## anonymous 5 years ago a bag of marbles contains 8 red marbles and 5 green marbles. 3 marbles are drawn at random at the same time. find the probabilty that two are red and one is green.

1. anonymous

choices: 21/304 21/449 56/429 70/429 123/856

2. anonymous

two ways to do this.

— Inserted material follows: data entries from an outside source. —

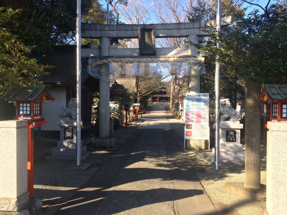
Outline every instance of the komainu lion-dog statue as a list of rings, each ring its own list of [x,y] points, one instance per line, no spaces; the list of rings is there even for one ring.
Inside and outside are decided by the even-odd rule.
[[[226,118],[229,117],[230,121],[239,121],[242,119],[240,105],[237,105],[236,110],[235,110],[232,107],[229,99],[221,99],[220,103],[220,112],[223,114],[222,118]]]

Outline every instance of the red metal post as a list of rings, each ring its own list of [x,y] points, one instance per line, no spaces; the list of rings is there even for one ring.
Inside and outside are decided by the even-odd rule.
[[[126,128],[127,128],[127,110],[126,110]]]
[[[27,170],[28,175],[28,191],[30,198],[34,195],[34,129],[47,123],[45,120],[36,122],[28,122],[27,128],[27,147],[28,150]]]
[[[28,122],[27,126],[28,150],[27,162],[28,191],[29,192],[29,196],[30,198],[33,196],[34,194],[33,189],[34,185],[34,135],[31,134],[31,129],[34,128],[34,125],[33,122]]]

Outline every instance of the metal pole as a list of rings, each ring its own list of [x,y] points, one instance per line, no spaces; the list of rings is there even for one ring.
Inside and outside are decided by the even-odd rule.
[[[77,3],[77,24],[76,38],[77,41],[77,165],[81,165],[81,3]]]
[[[107,24],[110,24],[110,9],[109,8],[109,0],[107,0]]]
[[[221,0],[217,0],[216,8],[216,23],[217,24],[217,30],[219,32],[221,29]],[[216,48],[220,48],[220,43],[216,44]],[[215,154],[214,160],[215,163],[215,169],[219,169],[219,122],[220,120],[220,64],[217,60],[218,56],[216,57],[216,64],[215,66]]]

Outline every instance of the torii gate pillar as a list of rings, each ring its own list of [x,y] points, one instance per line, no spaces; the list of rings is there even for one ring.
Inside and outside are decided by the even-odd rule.
[[[191,41],[194,43],[198,44],[198,37],[196,35],[192,35],[187,37],[187,41]],[[189,54],[197,55],[198,52],[197,48],[187,44]],[[188,89],[189,93],[200,93],[200,79],[199,75],[193,75],[191,71],[192,68],[189,66]]]
[[[102,37],[100,38],[100,56],[109,56],[110,39]],[[102,79],[99,80],[100,95],[99,103],[99,138],[93,142],[96,148],[107,148],[115,146],[115,137],[110,136],[110,71],[109,66],[105,64],[101,65],[100,75]]]

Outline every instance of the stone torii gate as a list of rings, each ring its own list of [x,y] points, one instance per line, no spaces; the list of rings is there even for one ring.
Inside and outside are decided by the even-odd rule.
[[[229,24],[230,19],[230,17],[222,18],[222,26],[226,26]],[[139,41],[140,42],[139,48],[118,48],[117,44],[110,45],[110,39],[117,40],[139,38],[139,37],[140,38],[139,39],[140,39],[140,29],[142,28],[146,29],[152,29],[153,30],[153,31],[150,34],[153,34],[152,36],[153,36],[152,38],[154,40],[155,38],[186,37],[188,41],[198,44],[199,37],[208,36],[203,31],[209,30],[211,25],[216,26],[216,20],[212,20],[195,22],[149,25],[103,25],[81,23],[81,37],[82,38],[100,40],[99,46],[91,45],[90,48],[82,49],[81,56],[97,59],[96,62],[95,61],[93,62],[93,63],[99,66],[98,67],[97,75],[98,76],[97,78],[99,79],[99,123],[100,126],[99,131],[100,138],[97,140],[100,142],[100,145],[106,148],[112,148],[115,145],[114,139],[110,136],[110,66],[109,68],[109,63],[115,62],[120,63],[119,67],[121,68],[119,70],[121,74],[125,75],[125,64],[127,62],[130,63],[133,62],[142,63],[144,65],[144,75],[148,75],[148,69],[147,68],[149,67],[149,63],[155,63],[159,62],[170,62],[170,70],[172,71],[173,69],[172,67],[174,67],[173,68],[174,70],[176,64],[179,63],[179,58],[184,58],[187,60],[187,61],[185,62],[187,64],[185,65],[188,65],[185,67],[186,68],[185,70],[187,71],[187,73],[184,74],[189,75],[189,92],[192,93],[200,92],[199,75],[204,73],[202,72],[202,69],[201,70],[201,73],[200,73],[198,70],[193,69],[192,66],[190,66],[192,63],[197,64],[200,64],[201,61],[201,63],[204,67],[204,59],[203,59],[203,58],[200,58],[198,55],[197,49],[189,44],[182,44],[180,47],[175,48],[156,48],[155,43],[150,45],[150,44],[148,44],[150,41],[148,41],[147,43],[147,41],[146,41],[143,46],[153,46],[152,48],[154,48],[152,53],[146,54],[144,53],[144,50],[143,53],[142,49],[143,46],[141,47],[141,43],[140,41]],[[148,33],[150,33],[150,31],[149,31]],[[144,37],[144,36],[142,37]],[[142,39],[141,39],[142,40]],[[182,66],[182,67],[183,67]],[[183,71],[184,70],[183,69]],[[161,71],[158,69],[158,70]],[[171,71],[169,75],[177,75],[178,74],[178,72],[175,73]],[[162,75],[163,76],[166,75],[163,74]],[[135,74],[133,76],[137,75]],[[204,140],[203,140],[204,144]]]

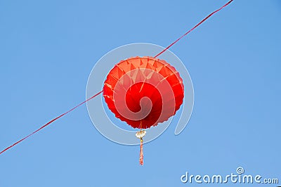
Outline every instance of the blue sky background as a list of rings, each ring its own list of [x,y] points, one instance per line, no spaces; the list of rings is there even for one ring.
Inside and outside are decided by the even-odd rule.
[[[108,51],[166,46],[225,3],[0,1],[0,149],[82,102]],[[234,1],[171,48],[190,74],[195,107],[179,136],[171,124],[145,145],[144,166],[139,147],[103,137],[84,105],[1,155],[0,186],[184,186],[185,172],[239,166],[281,183],[280,16],[280,1]]]

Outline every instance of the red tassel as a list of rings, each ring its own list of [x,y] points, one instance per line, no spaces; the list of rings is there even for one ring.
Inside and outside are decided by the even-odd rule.
[[[143,139],[140,139],[140,165],[143,165]]]

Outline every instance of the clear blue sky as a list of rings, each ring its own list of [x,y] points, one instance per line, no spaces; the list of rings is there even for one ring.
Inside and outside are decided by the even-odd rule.
[[[225,3],[0,1],[0,149],[82,102],[108,51],[166,46]],[[239,166],[280,181],[280,1],[234,1],[171,48],[190,74],[194,110],[179,136],[171,124],[145,145],[143,167],[139,147],[103,137],[84,105],[1,155],[0,186],[190,186],[187,171]]]

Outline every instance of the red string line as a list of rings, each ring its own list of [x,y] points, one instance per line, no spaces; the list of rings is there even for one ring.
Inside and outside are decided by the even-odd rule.
[[[199,25],[200,25],[202,22],[204,22],[204,21],[206,21],[209,18],[210,18],[213,14],[218,12],[219,11],[221,11],[221,9],[223,9],[223,8],[225,8],[226,6],[227,6],[228,4],[230,4],[233,0],[230,0],[226,4],[225,4],[224,6],[223,6],[222,7],[221,7],[220,8],[218,8],[218,10],[212,12],[211,13],[210,13],[209,15],[208,15],[208,16],[207,16],[205,18],[204,18],[201,22],[200,22],[199,23],[197,23],[197,25],[196,25],[195,26],[194,26],[191,29],[190,29],[188,32],[187,32],[185,34],[183,34],[183,36],[181,36],[181,37],[179,37],[178,39],[176,39],[174,42],[173,42],[172,43],[171,43],[168,47],[166,47],[166,48],[164,48],[162,51],[161,51],[160,53],[159,53],[156,56],[155,56],[154,57],[156,58],[157,57],[158,57],[159,55],[160,55],[161,54],[162,54],[164,52],[165,52],[167,49],[169,49],[169,48],[171,48],[172,46],[174,46],[174,44],[175,44],[176,43],[177,43],[180,39],[181,39],[182,38],[183,38],[185,35],[187,35],[188,33],[190,33],[190,32],[192,32],[192,30],[194,30],[196,27],[197,27]]]
[[[174,44],[175,44],[176,43],[177,43],[180,39],[181,39],[182,38],[183,38],[185,35],[187,35],[188,33],[190,33],[190,32],[192,32],[193,29],[195,29],[196,27],[197,27],[200,25],[201,25],[202,22],[204,22],[206,20],[207,20],[209,18],[210,18],[213,14],[218,12],[219,11],[221,11],[221,9],[223,9],[224,7],[227,6],[229,4],[230,4],[233,0],[230,0],[226,4],[225,4],[224,6],[223,6],[222,7],[221,7],[220,8],[218,8],[218,10],[214,11],[213,13],[210,13],[208,16],[207,16],[205,18],[204,18],[201,22],[200,22],[197,25],[196,25],[195,27],[193,27],[193,28],[192,28],[190,30],[189,30],[188,32],[187,32],[185,34],[183,34],[183,36],[181,36],[180,38],[178,38],[177,40],[176,40],[174,42],[173,42],[172,43],[171,43],[168,47],[166,47],[166,48],[164,48],[162,51],[161,51],[159,53],[158,53],[156,56],[155,56],[154,57],[156,58],[157,57],[158,57],[159,55],[160,55],[161,54],[162,54],[164,52],[165,52],[166,50],[168,50],[169,48],[171,48],[172,46],[174,46]],[[15,146],[16,144],[19,144],[20,142],[21,142],[22,141],[25,140],[25,139],[28,138],[29,137],[33,135],[34,134],[35,134],[36,132],[37,132],[38,131],[41,130],[41,129],[46,127],[46,126],[48,126],[48,125],[50,125],[51,123],[52,123],[53,122],[54,122],[55,120],[60,118],[61,117],[63,117],[63,116],[67,114],[68,113],[71,112],[72,111],[74,110],[76,108],[80,106],[81,105],[82,105],[83,104],[89,102],[89,100],[91,100],[91,99],[96,97],[96,96],[99,95],[100,94],[101,94],[103,92],[103,90],[99,92],[98,93],[96,94],[95,95],[92,96],[91,97],[89,98],[88,99],[84,101],[83,102],[80,103],[79,104],[78,104],[77,106],[76,106],[75,107],[71,109],[70,110],[67,111],[67,112],[61,114],[60,116],[56,117],[55,118],[53,118],[53,120],[50,120],[49,122],[48,122],[47,123],[46,123],[45,125],[44,125],[43,126],[41,126],[40,128],[37,129],[37,130],[35,130],[34,132],[33,132],[32,133],[28,134],[27,136],[26,136],[25,137],[21,139],[20,140],[18,141],[17,142],[15,142],[15,144],[13,144],[13,145],[7,147],[6,148],[5,148],[4,150],[3,150],[2,151],[0,152],[0,155],[2,154],[3,153],[4,153],[5,151],[6,151],[7,150],[11,148],[12,147],[13,147],[14,146]],[[142,149],[142,147],[141,147]],[[140,155],[141,157],[141,155]]]
[[[0,152],[0,155],[2,154],[3,153],[4,153],[5,151],[8,151],[8,149],[11,148],[12,147],[13,147],[14,146],[15,146],[16,144],[18,144],[18,143],[21,142],[22,141],[25,140],[25,139],[28,138],[29,137],[33,135],[34,134],[35,134],[36,132],[37,132],[38,131],[39,131],[40,130],[46,127],[46,126],[48,126],[48,125],[50,125],[51,123],[52,123],[53,122],[54,122],[55,120],[60,118],[61,117],[63,117],[63,116],[67,114],[68,113],[71,112],[72,111],[74,110],[76,108],[80,106],[81,105],[82,105],[83,104],[89,102],[89,100],[91,100],[91,99],[93,99],[93,97],[96,97],[96,96],[99,95],[100,94],[101,94],[103,92],[103,91],[99,92],[98,93],[96,94],[95,95],[92,96],[91,97],[89,98],[88,99],[84,101],[83,102],[80,103],[79,104],[78,104],[77,106],[76,106],[75,107],[71,109],[70,110],[69,110],[68,111],[63,113],[62,115],[56,117],[55,118],[53,118],[53,120],[50,120],[49,122],[48,122],[47,123],[46,123],[45,125],[44,125],[42,127],[41,127],[40,128],[37,129],[37,130],[35,130],[34,132],[33,132],[32,133],[28,134],[27,136],[26,136],[25,137],[22,138],[22,139],[18,141],[17,142],[15,142],[15,144],[13,144],[13,145],[7,147],[6,148],[5,148],[4,150],[3,150],[2,151]]]

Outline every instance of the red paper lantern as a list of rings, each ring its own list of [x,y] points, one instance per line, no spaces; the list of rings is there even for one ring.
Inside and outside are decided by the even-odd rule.
[[[183,103],[183,90],[182,78],[169,63],[151,57],[134,57],[122,60],[111,69],[103,97],[117,118],[141,130],[136,136],[142,151],[145,134],[142,130],[174,116]]]

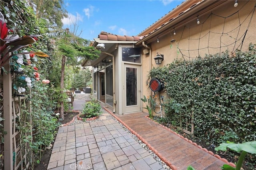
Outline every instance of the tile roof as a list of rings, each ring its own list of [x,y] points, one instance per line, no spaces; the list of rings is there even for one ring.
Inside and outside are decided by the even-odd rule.
[[[98,36],[100,40],[110,41],[138,41],[141,39],[140,36],[120,36],[113,34],[102,31]]]
[[[178,17],[205,0],[186,0],[173,8],[164,16],[142,31],[137,36],[120,36],[102,31],[98,36],[100,40],[112,41],[138,41],[147,37],[173,20]]]

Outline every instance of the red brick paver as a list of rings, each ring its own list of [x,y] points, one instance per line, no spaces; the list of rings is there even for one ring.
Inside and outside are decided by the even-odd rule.
[[[144,140],[162,160],[170,163],[173,169],[185,170],[191,165],[197,170],[216,170],[226,164],[211,152],[206,152],[206,149],[202,149],[196,144],[149,120],[146,113],[112,115]]]

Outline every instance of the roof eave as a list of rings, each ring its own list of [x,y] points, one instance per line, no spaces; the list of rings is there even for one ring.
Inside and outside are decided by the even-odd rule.
[[[147,42],[150,42],[152,38],[159,36],[159,35],[163,35],[168,32],[169,32],[171,28],[176,28],[184,24],[188,21],[198,16],[200,14],[198,12],[202,11],[202,9],[209,6],[213,4],[217,4],[218,5],[224,3],[227,0],[219,1],[215,0],[204,0],[198,4],[198,5],[190,9],[186,12],[181,14],[180,16],[177,17],[172,21],[168,23],[162,27],[158,29],[153,32],[152,33],[148,35],[146,37],[142,38],[138,41],[136,43],[136,45],[140,45],[142,44],[143,42],[147,43]],[[215,3],[216,2],[216,3]],[[217,6],[217,5],[216,5]],[[212,8],[216,6],[212,6]],[[202,13],[204,13],[202,12]]]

Compute the probability of getting (R R G) in that order, then multiply by 3 since you can also get (R G R) or (G R R) and they are all what you want. probability that the first one is red and the second one is red and the third one is green is $\frac{8}{13}\times \frac{7}{12}\times \frac{3}{11}$

3. anonymous

hope it is clear why those numbers are correct. and hope it is also clear that if you compute the probability you get (R G R) you get the same number: $\frac{8}{13}\times \frac{3}{12}\times\frac{7}{11}$

4. anonymous

hmmm..

5. anonymous

so answer should be $3\times \frac{8}{13}\times \frac{7}{12}\times \frac{3}{11}$ hmm indeed. i get $\frac{504}{1716}=\frac{42}{143}$ which you do not have. let me see if i made calculation error or a logic one.

6. anonymous

ok , i worked it out and got 168/17160. thats not an option either : ( helllpppp lol

7. anonymous

ok i did it another way and got the same answer, so i am going to stick to it. i computed $\frac{\dbinom{8}{2}\times \dbinom{3}{1}}{\dbinom{13}{3}}$ and got the same thing.

8. anonymous

oh damn now i see my mistake. it is not 3 green marbles it is 5!

9. anonymous

sorry let me try again. $3\times \frac{8}{13}\times \frac{7}{12}\times \frac{5}{11}$

10. anonymous

ok, let me know what u got : ) ur the best!

11. anonymous

i get $\frac{840}{1716}=\frac{70}{143}$ sorry for messing you up.

12. anonymous

same if you compute $\frac{\dbinom{8}{2}\times \dbinom{5}{1}}{\dbinom{13}{3}}$

13. anonymous

does it matter which way you do it? or do you just have to get the answer?

14. anonymous

thats still not a choice : ( this os no bueno lol

15. anonymous

ok i try one more time. make sure i have it right: 13 marbles total. 8 red. 5 green. you select 3. you want 2 red and 1 green. yes?

16. anonymous

we just have to have the answer

17. anonymous

yes thats right : )

18. anonymous

i get $\frac{70}{143}$ again doing it a different way. is it possible there is a mistake in the answers?

19. anonymous

the number of ways you can choose 3 marbles from a set of 13 is $\dbinom{13}{3}=\frac{13\times 12\times 11}{3\times 2}=13\times 2\times 11=286$

20. anonymous

that is your denominator. the number of ways you can choose 2 marbles from a set of 8 is $\dbinom{8}{2}=\frac{8\times 7}{2}=4\times 7 = 28$

21. anonymous

the number of ways to choose 1 marble from a set of 5 is just 5. so i get $\frac{28\times 5}{28}=\frac{140}{286}=\frac{70}{143}$

22. anonymous

ok ill just write that, thank you so much : ) sorry it stumped u too lol

23. anonymous

ok ill just write that, thank you so much : ) sorry it stumped u too lol

24. anonymous

that answer is right. i just computed the probability you get all three red, all three green, 2 green and 1 red, two red and one green. i can write them for you if you like. i verified that the numbers added to 1, so i am sure they are correct.

25. anonymous

i think there is a typo in the answers. i will check if any of the answers correspond to two green and one red.

26. anonymous

ah you found it. i made a mistake at the beginning when i used 3 instead of 5 for the number of green marbles. but then i fixed my mistake and even computed all the possible outcome and my second answer of $\frac{70}{143}$ looks right to me.

27. anonymous

ok : ) thanks again!

28. watchmath

I also got 70/143 but not so sure since I am weak on probability :).

29. anonymous

whew i thought i was going nuts. i just needed another pair of "eyes" thnx

30. watchmath

Notice that $$(70/143)/3=70/429$$. So I am still thinking that my answer might be wrong.